Facing the Forest Service
I agree with David Correia that the National Forest Service’s management of federal lands has been a disaster for New Mexico, but that is one of the few aspects of his recent polemic on the agency that rang true … more on the other one later.
Correia has it exactly backwards on the problems facing the Forest Service itself. Regardless of your views of the Agency’s problems, the fact that it is a faceless bureaucracy based in Washington, DC is at the heart of the issue. One-size-fits-all policies from Washington are inadequate for the diverse problems and opportunities associated with federal land management.
Legislation that Utah has passed and bipartisan legislation that was introduced in New Mexico during the 2013 session would restore Forest Service and BLM lands to State control. This would set the stage for both the innovative management techniques Correia wishes to see as well as increased oil and gas production.
While the latter may upset Correia, he fails to even mention the direst issue associated with New Mexico’s federally managed lands: out of control forest fires. These are largely the result of the abject lack of management and timber production spurred on by the environmental movement’s desire for most federal lands to be un-managed “wilderness.” This is another potential point of agreement between those who want to see state, local or federal lands and Correia.
The revenues to the State from oil and gas production could help pay for much-needed management that Washington cannot or will not undertake.
Paul J. Gessing
The [La] Jicarita cover story [”Only You Can Stop the US Forest Service”] in the Sept. 5-11 issue [of the Alibi] has a blatant agenda, and I expect that from your paper. Unfortunately the story loses all validity in the first paragraph. It is an old, tried-but-untrue environmental fairy tale that there was any chemical poisoning of aquifers in Pennsylvania. I know that it is painful to let facts interfere with dogma or fact-checks. Also, couldn't you find a writer brave enough to use either his or her whole or real name?
Editor’s note: David Correia’s byline was prominently displayed on the cover, as a byline and online.
No safety net equals tragedy
The media has once again rounded up the usual suspect motive for the Naval Yard homicides: the deranged gunman. Reasonable minds certainly differ based on the evidence, but one would never know it from our media marching in monopolistic pre-textual motive lockstep.

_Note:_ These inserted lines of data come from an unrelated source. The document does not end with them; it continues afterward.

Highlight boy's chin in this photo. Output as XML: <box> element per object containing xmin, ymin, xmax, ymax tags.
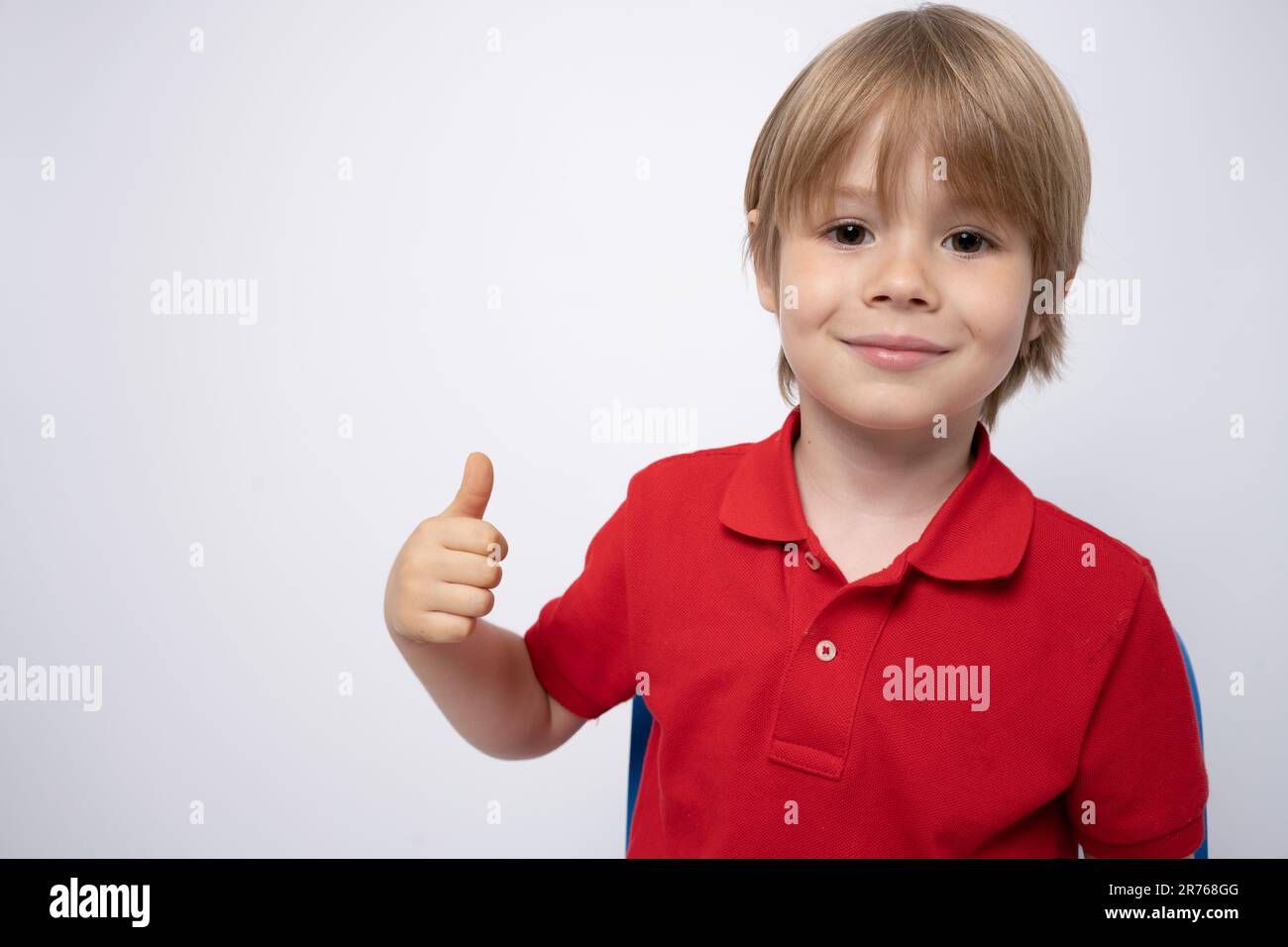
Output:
<box><xmin>820</xmin><ymin>385</ymin><xmax>952</xmax><ymax>430</ymax></box>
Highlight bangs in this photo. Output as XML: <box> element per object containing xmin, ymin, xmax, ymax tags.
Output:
<box><xmin>773</xmin><ymin>59</ymin><xmax>1040</xmax><ymax>249</ymax></box>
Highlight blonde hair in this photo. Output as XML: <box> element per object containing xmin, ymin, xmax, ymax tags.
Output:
<box><xmin>743</xmin><ymin>4</ymin><xmax>1091</xmax><ymax>428</ymax></box>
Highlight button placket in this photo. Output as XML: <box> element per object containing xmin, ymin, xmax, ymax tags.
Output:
<box><xmin>769</xmin><ymin>563</ymin><xmax>902</xmax><ymax>780</ymax></box>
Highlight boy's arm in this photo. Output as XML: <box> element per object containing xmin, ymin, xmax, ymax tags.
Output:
<box><xmin>390</xmin><ymin>618</ymin><xmax>587</xmax><ymax>760</ymax></box>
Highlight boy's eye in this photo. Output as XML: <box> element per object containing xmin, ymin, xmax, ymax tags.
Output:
<box><xmin>944</xmin><ymin>231</ymin><xmax>992</xmax><ymax>257</ymax></box>
<box><xmin>827</xmin><ymin>222</ymin><xmax>868</xmax><ymax>246</ymax></box>
<box><xmin>824</xmin><ymin>220</ymin><xmax>993</xmax><ymax>257</ymax></box>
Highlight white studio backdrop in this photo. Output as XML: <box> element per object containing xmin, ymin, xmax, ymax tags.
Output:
<box><xmin>0</xmin><ymin>0</ymin><xmax>1288</xmax><ymax>857</ymax></box>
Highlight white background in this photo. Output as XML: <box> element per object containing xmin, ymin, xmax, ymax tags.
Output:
<box><xmin>0</xmin><ymin>1</ymin><xmax>1288</xmax><ymax>857</ymax></box>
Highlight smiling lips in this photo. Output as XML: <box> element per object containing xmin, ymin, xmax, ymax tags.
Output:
<box><xmin>844</xmin><ymin>334</ymin><xmax>948</xmax><ymax>369</ymax></box>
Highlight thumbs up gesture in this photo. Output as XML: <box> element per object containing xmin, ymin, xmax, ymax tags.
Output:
<box><xmin>385</xmin><ymin>451</ymin><xmax>509</xmax><ymax>643</ymax></box>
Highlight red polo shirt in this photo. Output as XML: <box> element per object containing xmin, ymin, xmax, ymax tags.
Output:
<box><xmin>524</xmin><ymin>407</ymin><xmax>1208</xmax><ymax>858</ymax></box>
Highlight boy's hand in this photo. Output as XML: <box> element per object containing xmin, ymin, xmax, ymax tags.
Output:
<box><xmin>385</xmin><ymin>451</ymin><xmax>509</xmax><ymax>643</ymax></box>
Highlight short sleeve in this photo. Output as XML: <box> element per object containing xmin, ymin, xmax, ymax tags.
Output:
<box><xmin>523</xmin><ymin>489</ymin><xmax>635</xmax><ymax>719</ymax></box>
<box><xmin>1064</xmin><ymin>559</ymin><xmax>1208</xmax><ymax>858</ymax></box>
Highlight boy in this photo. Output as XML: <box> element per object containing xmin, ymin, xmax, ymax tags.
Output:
<box><xmin>385</xmin><ymin>7</ymin><xmax>1208</xmax><ymax>857</ymax></box>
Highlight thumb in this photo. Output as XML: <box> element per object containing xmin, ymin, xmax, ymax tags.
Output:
<box><xmin>443</xmin><ymin>451</ymin><xmax>492</xmax><ymax>519</ymax></box>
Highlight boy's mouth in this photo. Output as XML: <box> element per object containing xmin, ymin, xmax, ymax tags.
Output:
<box><xmin>842</xmin><ymin>335</ymin><xmax>948</xmax><ymax>369</ymax></box>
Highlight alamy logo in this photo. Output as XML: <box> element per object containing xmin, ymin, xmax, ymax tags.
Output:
<box><xmin>149</xmin><ymin>269</ymin><xmax>259</xmax><ymax>326</ymax></box>
<box><xmin>49</xmin><ymin>878</ymin><xmax>152</xmax><ymax>927</ymax></box>
<box><xmin>881</xmin><ymin>657</ymin><xmax>989</xmax><ymax>710</ymax></box>
<box><xmin>0</xmin><ymin>657</ymin><xmax>103</xmax><ymax>711</ymax></box>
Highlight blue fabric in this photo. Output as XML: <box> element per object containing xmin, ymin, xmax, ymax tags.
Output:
<box><xmin>1172</xmin><ymin>627</ymin><xmax>1208</xmax><ymax>858</ymax></box>
<box><xmin>626</xmin><ymin>694</ymin><xmax>653</xmax><ymax>848</ymax></box>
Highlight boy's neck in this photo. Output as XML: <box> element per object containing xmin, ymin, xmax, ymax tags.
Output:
<box><xmin>793</xmin><ymin>390</ymin><xmax>979</xmax><ymax>531</ymax></box>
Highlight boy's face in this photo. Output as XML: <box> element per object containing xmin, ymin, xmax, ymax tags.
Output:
<box><xmin>750</xmin><ymin>112</ymin><xmax>1042</xmax><ymax>429</ymax></box>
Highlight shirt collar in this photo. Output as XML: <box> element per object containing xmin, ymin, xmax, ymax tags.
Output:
<box><xmin>720</xmin><ymin>404</ymin><xmax>1033</xmax><ymax>581</ymax></box>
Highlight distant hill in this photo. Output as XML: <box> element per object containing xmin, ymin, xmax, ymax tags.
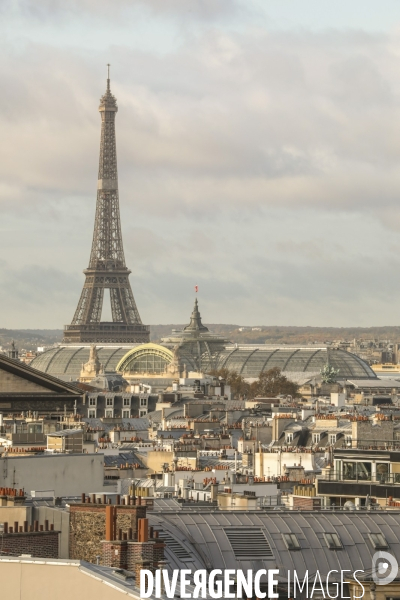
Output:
<box><xmin>0</xmin><ymin>323</ymin><xmax>400</xmax><ymax>350</ymax></box>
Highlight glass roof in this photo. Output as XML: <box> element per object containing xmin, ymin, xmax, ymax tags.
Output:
<box><xmin>31</xmin><ymin>340</ymin><xmax>376</xmax><ymax>381</ymax></box>
<box><xmin>218</xmin><ymin>346</ymin><xmax>376</xmax><ymax>379</ymax></box>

The reason for this censorial evidentiary shutdown is that the evidence shows a gunman acting with cold, calculated reason, possibly motivated by his recent termination from the Naval Shipyard. Fearful that Americans might question the responsibility and merits of a system that offers employees no job protection while cutting back on unemployment benefits, food stamps, job programs and anything else that may have helped a person in the shooter’s economic situation, a united media has decided for us that the preservation of an often brutal, but financially rewarding for a select few, status quo is more important than their duty to inform the public. Most of the unemployed do not qualify for benefits, so how are they supposed to survive? Answer: They aren’t. We have a killing machine in place that silently, and with systematic efficiency, kills many of the destitute. I argue that those who implemented it are too intelligent to have done so negligently. Everyone responsible for cutting benefits for the jobless and poor in this horrific economy (but with trillions of unused dollars available) with no proven viable alternatives is liable for all the damages that result, including the Naval Shipyard victims. I am confident that a future tribunal will find likewise, and hopefully sooner than later.
The gunman has not been shown to have any mental disorder, save that implied by a cryptic police report. When the police can diagnose and prescribe, we should then view that as decisive. He was fired from his job. He may have decided it was better to go out "this way" (as he put it) than to cooperate and die destitute in the gutter. Motive is evidentiary explanation, not justification. Only an "exceptionally" criminal society would give its citizens such a "choice.”
Waiting for the Sun
The Public Regulation Commission is preparing to rule on how much New Mexico invests in renewable energy, and clean energy advocates argue that the PRC’s proposed changes would harm renewable energy development in the state. Looking at the facts, we have to agree.
New Mexico is the second-sunniest state in the country, but we currently get less than two percent of our electricity from the sun, lagging behind cloudy states like New Jersey. Our state needs to move toward a new, thriving clean energy economy, and not stay tethered to fossil fuels, which soak up billions in federal subsidies—over five times as much as all renewables combined—while polluting our air and water.
Our current policies have helped grow the amount of solar energy in New Mexico from less than 1 megawatt in 2007 to almost 200 megawatts now. Judging by the number of people who spoke in favor of renewables at the PRC’s hearing in Santa Fe on Tuesday [Sept. 10], New Mexicans clearly agree that developing our solar potential is smart for our state. We urge the PRC to leave renewable energy policies in place, not cut them off before they reach their full potential.